CRE Lending Impact – Off-the-plan sales have been in steady decline since peaking in 2015/16. While owner-occupiers have benefited from low interest rates and higher rates of savings (enabling increased borrowing capacity and higher deposits) this has mainly supported the detached market, particularly due to incentives such as the Homebuilder grant. The average marketing period for apartment projects has increased from around 8 months in 2019 to 20 months in 2020, reflecting both slower sales rates and longer financing timeframes.

Demand – CKC expects underlying demand to decline from 57,000 in FY17 to just 30,000 new dwellings in FY21 due to lower overseas and interstate migration.

Supply – 16,400 apartments are due for completion in 2021, so the market is expected to remain soft. But from 2022 onwards, completions will decline significantly (3,200 apartments launched in 2020, the lowest in the last decade).

Composition of Supply –Within this decrease in supply, there has been an increasing shift to smaller projects in the Central and City Fringe areas, and the size of projects in the middle and outer areas have been increasing. This is contributing to 70% drop in the completions with the Central City, City Fringe, and Inner areas (from 11,800 in 2021 to 3,500 in 2023).

Outlook – The reduction in supply will provide some support on a medium to longer term view by helping the market to return to supply/demand balance, however the consolidation of the demographic shift in housing preferences may delay the recovery timeframe.
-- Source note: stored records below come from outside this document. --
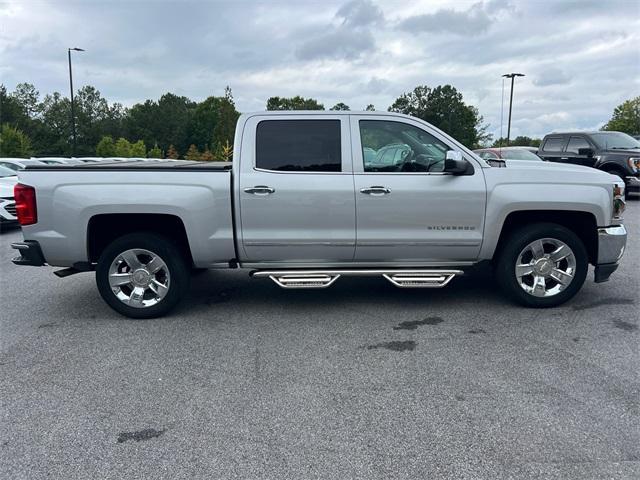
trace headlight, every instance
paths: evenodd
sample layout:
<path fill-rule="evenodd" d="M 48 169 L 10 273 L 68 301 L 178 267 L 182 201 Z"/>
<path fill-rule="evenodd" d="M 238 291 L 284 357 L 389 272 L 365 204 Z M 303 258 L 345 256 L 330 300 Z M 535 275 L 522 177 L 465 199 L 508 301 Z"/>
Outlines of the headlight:
<path fill-rule="evenodd" d="M 613 218 L 620 220 L 627 204 L 624 203 L 624 186 L 613 186 Z"/>
<path fill-rule="evenodd" d="M 640 157 L 631 157 L 627 160 L 627 163 L 633 173 L 640 171 Z"/>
Implications for Partners Fund – Apartment construction currently represents under 5% of the Partners Fund exposure, compared to ~20% in June last year. The declining supply outlook will help ensure an improving supply/demand relationship, supporting valuations, while also implying a reduced number of opportunities in the sector. We anticipate closing several new construction loans in Sydney and Auckland residential markets in the coming months, however the focus in Melbourne CBD is currently on financing completed apartments.